I can only imagine how frustrating it would be to arrive at what you think is a bus stop, only to hear the bus you need drive right past you. People with disabilities want to be independent and mobile, so why aren’t there more cities using this type of technology? Often times, cities rely on the individual to come up with solutions that work best for them. However, this type of attitude creates barriers rather than removing them. Cities need to put in the time and effort to build the infrastructure and then allow developers to come up with solutions to bridge the gap.

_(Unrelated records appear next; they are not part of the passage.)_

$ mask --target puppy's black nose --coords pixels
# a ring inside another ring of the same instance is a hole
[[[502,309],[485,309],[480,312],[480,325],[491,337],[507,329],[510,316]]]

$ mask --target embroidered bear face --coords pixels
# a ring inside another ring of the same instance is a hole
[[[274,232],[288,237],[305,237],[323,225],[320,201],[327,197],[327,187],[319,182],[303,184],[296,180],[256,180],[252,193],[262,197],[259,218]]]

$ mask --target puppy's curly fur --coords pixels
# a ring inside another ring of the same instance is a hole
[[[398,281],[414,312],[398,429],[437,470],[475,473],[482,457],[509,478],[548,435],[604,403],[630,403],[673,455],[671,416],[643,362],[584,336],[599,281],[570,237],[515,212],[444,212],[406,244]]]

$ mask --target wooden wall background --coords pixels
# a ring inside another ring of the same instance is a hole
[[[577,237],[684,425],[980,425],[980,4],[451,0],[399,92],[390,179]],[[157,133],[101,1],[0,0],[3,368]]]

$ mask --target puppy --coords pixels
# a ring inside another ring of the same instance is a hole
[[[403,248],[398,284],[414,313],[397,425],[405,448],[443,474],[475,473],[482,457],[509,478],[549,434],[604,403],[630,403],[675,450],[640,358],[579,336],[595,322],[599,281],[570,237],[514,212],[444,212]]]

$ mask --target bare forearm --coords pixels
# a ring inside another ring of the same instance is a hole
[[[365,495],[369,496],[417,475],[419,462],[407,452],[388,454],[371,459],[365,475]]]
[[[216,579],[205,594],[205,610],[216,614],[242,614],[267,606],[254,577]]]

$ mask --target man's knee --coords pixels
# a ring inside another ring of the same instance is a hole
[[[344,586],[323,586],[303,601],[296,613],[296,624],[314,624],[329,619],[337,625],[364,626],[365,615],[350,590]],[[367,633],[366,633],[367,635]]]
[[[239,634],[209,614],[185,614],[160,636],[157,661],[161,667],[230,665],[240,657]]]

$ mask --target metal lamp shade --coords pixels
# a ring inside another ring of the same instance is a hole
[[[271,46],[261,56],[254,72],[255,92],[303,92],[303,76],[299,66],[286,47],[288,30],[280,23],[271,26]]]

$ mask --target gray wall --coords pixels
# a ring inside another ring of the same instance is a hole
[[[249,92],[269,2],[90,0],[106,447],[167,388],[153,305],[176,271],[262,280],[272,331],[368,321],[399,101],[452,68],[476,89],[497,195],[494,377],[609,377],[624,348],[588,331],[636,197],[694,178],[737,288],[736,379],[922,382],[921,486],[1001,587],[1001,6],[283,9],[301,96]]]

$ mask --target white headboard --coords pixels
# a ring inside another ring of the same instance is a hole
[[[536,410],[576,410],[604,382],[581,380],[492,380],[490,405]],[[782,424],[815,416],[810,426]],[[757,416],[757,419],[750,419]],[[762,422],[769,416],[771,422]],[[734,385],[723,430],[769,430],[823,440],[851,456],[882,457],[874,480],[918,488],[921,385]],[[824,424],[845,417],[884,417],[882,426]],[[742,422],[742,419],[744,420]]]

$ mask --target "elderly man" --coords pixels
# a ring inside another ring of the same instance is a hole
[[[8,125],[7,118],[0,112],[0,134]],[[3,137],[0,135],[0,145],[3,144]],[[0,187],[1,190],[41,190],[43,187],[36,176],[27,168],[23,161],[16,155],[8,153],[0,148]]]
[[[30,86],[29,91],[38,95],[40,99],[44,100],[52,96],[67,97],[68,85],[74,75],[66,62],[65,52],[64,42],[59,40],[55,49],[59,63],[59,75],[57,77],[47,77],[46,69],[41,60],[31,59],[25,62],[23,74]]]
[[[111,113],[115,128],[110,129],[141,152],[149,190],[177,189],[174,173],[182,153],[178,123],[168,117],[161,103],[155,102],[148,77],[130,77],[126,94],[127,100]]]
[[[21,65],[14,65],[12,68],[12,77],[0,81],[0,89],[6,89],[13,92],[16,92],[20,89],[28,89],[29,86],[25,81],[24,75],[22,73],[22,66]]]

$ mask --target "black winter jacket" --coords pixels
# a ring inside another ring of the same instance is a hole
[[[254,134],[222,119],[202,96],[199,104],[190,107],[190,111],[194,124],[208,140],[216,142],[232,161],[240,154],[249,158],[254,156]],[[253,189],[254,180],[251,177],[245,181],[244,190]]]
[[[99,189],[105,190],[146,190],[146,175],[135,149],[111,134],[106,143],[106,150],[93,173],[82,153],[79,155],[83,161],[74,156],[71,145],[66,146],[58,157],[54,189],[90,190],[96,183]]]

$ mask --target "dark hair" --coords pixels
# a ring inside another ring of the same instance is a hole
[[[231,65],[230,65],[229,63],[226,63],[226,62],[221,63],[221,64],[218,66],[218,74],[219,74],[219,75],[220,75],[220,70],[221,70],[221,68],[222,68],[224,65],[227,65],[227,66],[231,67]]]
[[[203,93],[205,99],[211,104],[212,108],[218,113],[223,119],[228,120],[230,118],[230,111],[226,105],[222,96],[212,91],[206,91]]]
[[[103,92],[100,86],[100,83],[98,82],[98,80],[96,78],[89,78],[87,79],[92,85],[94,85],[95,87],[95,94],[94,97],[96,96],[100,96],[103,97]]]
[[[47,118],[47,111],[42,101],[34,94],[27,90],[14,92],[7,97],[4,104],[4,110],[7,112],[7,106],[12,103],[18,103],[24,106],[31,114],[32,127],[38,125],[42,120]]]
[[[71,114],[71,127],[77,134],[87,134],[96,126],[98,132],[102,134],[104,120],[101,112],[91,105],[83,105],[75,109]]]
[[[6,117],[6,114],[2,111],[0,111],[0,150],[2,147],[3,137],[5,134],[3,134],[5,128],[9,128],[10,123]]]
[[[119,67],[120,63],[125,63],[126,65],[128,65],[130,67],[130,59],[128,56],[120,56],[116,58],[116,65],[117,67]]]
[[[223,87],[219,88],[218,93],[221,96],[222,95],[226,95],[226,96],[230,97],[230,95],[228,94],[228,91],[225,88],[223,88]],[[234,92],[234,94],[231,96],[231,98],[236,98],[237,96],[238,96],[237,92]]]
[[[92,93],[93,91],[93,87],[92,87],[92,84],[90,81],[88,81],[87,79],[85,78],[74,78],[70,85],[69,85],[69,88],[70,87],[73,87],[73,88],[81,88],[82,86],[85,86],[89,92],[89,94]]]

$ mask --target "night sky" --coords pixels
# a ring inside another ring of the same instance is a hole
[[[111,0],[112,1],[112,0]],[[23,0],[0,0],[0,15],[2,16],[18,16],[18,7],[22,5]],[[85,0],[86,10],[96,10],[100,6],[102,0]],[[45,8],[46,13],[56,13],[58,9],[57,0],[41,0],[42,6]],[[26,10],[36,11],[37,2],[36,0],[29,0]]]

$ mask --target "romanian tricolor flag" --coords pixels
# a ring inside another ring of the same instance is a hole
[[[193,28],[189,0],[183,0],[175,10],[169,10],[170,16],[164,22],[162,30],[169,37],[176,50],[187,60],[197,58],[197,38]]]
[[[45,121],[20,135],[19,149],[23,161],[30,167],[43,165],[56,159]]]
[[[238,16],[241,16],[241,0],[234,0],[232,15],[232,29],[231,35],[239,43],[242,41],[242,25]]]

There are many public services that would be better off if there was “an app for that”. But cities think that people aren’t going to use them. My city uses a calendar type app to tell me when its my garbage day. The alternative is a paper calendar. Imagine for a moment that you are blind or have low vision and in order to access information you need an alternate version. Braille is still an option for people who can read it. Large print is an option for people who have enough vision to be able to read the print. But why not an app? Most people have some kind of device, whether that’s a phone or a tablet and apps can and should be created to help out the public. But make sure that you consider the needs of people with disabilities. Even though BlindWays isn’t available in my community, I think its an amazing initiative that is going to allow people with disabilities to be more independent and make the community more inclusive. I think these types of developments are extremely important and I commend Google for their efforts to build a more inclusive society.